Give us your input on the Microsoft Office Open XML Schemas

Give us your feedback on the design of the file format. While the number one priority with the new formats will always be that the experience for the average end user doesn’t change, I also care a lot about how useful they are to developers. I would love to hear feedback on what is difficult to do with the existing XML schemas for Word 2003. Maybe there are some areas we can look at changing.

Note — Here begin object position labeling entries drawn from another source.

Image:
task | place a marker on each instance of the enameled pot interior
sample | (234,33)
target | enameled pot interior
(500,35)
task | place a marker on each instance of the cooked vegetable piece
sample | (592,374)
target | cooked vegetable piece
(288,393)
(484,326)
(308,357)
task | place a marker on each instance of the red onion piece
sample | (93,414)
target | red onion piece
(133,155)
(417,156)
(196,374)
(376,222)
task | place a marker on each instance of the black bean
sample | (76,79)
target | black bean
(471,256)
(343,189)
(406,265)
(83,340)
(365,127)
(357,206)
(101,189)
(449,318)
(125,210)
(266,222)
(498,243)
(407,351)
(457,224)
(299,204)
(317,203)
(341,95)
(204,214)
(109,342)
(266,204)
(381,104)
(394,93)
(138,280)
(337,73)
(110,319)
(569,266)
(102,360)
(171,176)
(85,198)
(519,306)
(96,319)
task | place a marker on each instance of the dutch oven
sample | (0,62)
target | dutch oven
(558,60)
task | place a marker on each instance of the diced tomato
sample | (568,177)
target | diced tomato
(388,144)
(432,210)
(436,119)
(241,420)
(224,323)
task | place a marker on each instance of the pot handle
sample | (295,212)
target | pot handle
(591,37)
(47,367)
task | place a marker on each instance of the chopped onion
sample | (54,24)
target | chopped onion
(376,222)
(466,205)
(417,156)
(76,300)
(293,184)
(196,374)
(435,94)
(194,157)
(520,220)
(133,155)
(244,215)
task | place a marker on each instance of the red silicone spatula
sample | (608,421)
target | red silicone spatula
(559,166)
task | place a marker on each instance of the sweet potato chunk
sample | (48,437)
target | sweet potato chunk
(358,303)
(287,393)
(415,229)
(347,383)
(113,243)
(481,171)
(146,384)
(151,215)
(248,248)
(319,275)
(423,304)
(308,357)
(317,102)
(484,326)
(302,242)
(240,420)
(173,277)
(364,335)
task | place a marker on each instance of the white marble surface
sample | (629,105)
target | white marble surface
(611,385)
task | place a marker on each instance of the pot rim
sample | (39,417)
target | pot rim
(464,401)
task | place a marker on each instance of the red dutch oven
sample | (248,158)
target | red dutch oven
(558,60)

Have you looked at the example file I posted the other week, or the developer whitepaper? Let me know what you’d like to see in the new format as well as what you think is problematic in the Office 2003 schemas. There is a public newsgroup ( that’s been around for awhile that is a great place to have discussions around this. Here is a pointer:

If you have any feedback please comment either on this blog or go to the newsgroup. We’ve talked with a lot of customers about the designs of these formats, and we announced them really early so that we could get as much feedback as possible.


Comments (13)

  1. Jeff Lynch says:

    OK here goes! I realize you asked for feedback on Word’s xml format but I just had to post this comment.

    As you can tell from my url and blog, I’m a BizTalk developer with a need to get data from an Excel spreadsheet into an XML format using BizTalk Server 2004 (or 2006). Trying to do this by saving an Excel 2003 file as xml (using your current schema) and then getting this to parse correctly in BTS2004 is nothing less than a nightmare! My only other alternatives are to buy an expensive ($8,000 – how can an adapter cost more than the product?) adapter or teach an end-user to use the XML tools to attach a schema, map the data and export the data as xml.

    I’d be willing to fly up to Redmond (I may be going to MS for the CS2006/BTS2006 TAP) and buy your team and the BTS team dinner in Seattle just to get you folks "together" on this issue. There are quite literally, hundreds of BTS developers that receive data from customers in Excel format and need to integrate this data into other systems without human intervention. Manually saving the Excel file as a .csv and using BizTalk to map from a delimited flat-file to xml is not what I’d call "integration".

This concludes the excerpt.